In the monocotyledons, the vascular bundles seem to be distributed over the entire stem, approaching each other near the periphery. If you look at the course of a single axial bundle, you can see a clear, helical shape. A vascular bundle never lies only centrally or only peripherally. Depending on where you cut the stem, you will find it sometimes in the center, sometimes in a peripheral position. Leaf traces branch off at regular intervals. They too run long distances in the stem, but are usually peripheral. This is also the main reason why a particularly large number of vascular bundles can be seen there in cross-sections. One part of them represents axial strands, another shows leaf traces. In cross-sections, they are usually indistinguishable from one another, although axial strands usually have a slightly larger diameter. Axial bundles can be linked to one another by bridge bundles.

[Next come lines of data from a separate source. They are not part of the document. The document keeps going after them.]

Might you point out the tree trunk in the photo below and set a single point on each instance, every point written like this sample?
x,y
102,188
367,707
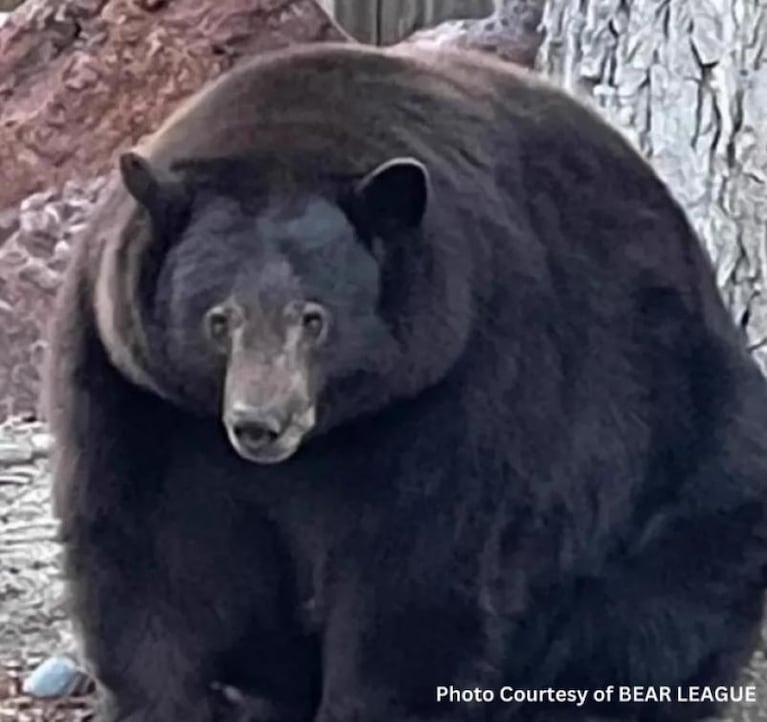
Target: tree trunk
x,y
687,82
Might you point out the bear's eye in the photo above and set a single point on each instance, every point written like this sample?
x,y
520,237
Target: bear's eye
x,y
314,320
217,326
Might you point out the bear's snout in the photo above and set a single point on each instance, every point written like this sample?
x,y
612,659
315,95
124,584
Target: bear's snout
x,y
267,435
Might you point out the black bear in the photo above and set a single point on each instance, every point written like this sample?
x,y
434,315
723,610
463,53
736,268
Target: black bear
x,y
381,371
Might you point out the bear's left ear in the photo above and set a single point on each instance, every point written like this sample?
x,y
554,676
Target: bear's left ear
x,y
393,196
160,194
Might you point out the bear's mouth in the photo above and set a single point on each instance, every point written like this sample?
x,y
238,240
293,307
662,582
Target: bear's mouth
x,y
263,447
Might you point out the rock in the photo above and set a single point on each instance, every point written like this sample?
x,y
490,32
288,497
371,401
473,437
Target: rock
x,y
511,32
34,245
79,82
56,677
11,453
83,79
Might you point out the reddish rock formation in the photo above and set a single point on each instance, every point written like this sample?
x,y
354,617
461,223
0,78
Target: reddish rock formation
x,y
79,81
82,79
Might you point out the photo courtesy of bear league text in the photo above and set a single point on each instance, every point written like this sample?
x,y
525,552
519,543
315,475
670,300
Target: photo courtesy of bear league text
x,y
606,695
394,384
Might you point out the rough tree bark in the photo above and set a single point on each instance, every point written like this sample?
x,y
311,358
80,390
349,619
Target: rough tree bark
x,y
687,82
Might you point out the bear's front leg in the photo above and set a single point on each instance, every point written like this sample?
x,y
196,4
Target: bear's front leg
x,y
149,667
389,644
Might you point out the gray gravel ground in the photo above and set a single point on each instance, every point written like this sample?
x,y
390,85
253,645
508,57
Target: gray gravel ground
x,y
32,617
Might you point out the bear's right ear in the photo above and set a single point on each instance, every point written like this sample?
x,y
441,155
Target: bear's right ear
x,y
161,196
393,196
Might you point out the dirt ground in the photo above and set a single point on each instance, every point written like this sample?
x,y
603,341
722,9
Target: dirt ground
x,y
32,617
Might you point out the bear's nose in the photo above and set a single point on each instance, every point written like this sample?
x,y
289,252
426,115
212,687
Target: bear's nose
x,y
254,428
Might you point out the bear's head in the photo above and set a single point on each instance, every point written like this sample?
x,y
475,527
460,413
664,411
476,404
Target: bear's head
x,y
287,312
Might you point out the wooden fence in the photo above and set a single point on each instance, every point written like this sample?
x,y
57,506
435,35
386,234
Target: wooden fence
x,y
383,22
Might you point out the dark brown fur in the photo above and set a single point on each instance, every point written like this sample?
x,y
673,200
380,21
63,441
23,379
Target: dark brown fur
x,y
563,485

Taking this construction plan into account, the statement obtained by looking at cross-sections that the vascular bundles are scattered in the stalk appears misleading. The construction plan shows that here, as with the dicotyledons (and the gymnosperms), there is a clear rotational symmetry, in which the shape of the vascular bundle cylinder is, however, largely modified, even appears to be canceled in cross-section. Each vascular bundle is placed in a peripheral position during ontogenesis, and only during subsequent growth do individual sections come in stretches to the center of the stem.